ある期間念仏を続け、少し定力がつくと、意根も少し縛られ、意識の妄念も幾分減少します。定力がさらに良くなると、声を出して念仏するのが心にとって負担や余計なことに感じられ、念仏は声を出さず、黙念の方が心地良く力が入ります。心で念仏する場合、最初は心で念じ心で聞く(心念心聴)ことが必要です。意識は内心の念仏の声に専念して耳を傾け、余分な力で妄想する余裕がなくなり、意根も他の事柄に縁を求める精力や心遣いがなくなります。こうして心は安定し、心猿意馬(心が猿や馬のように落ち着かないこと)の状態を脱し、心が集中できるようになり、定力が生じます。そうすると、より深い禅定が現れます。
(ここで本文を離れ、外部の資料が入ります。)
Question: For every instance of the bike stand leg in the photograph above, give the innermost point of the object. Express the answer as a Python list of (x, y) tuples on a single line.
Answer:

念仏の定力がさらに良くなると、心では念仏したくなくなり、心で念仏するのが煩わしく感じられ、常に念頭を捨てたくなります。この時は心の中の念仏の声を消し去り、憶仏(仏を思い出す)、想仏(仏を思い描く)、あるいは禅定に入ることに切り替えます。常に仏を思い、全ての行いにおいて仏を思い、心を仏から離さず、仏を心から離さないようにします。こうした定力は非常に良く、未到地定(初禅に入る直前の禅定)に達することができます。このような定力をもって真如第八識を参究し探し求め、時節因縁が具われば、速やかに第八識を証得し、明心見性(自らの仏性を悟る)することができます。

三、念仏への専注による妄念の調伏

私たちが阿弥陀仏と念仏する時、「阿弥陀仏」という四文字は四つの妄念です。四文字を二つの部分に分け、二つの妄念に変えることができます。「アミ」を一つの部分、「トブツ」を一つの部分とします。「アミ」の二文字は続けて一つの音節として唱え、「トブツ」の二文字も続けて一つの音節として唱えます。この二つの音節の間は、時間を長く引き延ばし、次の音節を唱えるまで長い間隔を置くことができ、妄念が現れてから次の音節を唱えます。こうすると妄念が割り込みにくくなります。最初の音節を唱える時、心全体を十分に集中させ、次の音節を待って聞くようにします。心が集中しているため、妄想に費やす精力がなくなり、こうして妄念を調伏するのは非常に速く、一心不乱に念仏する境地に達するのも難しくありません。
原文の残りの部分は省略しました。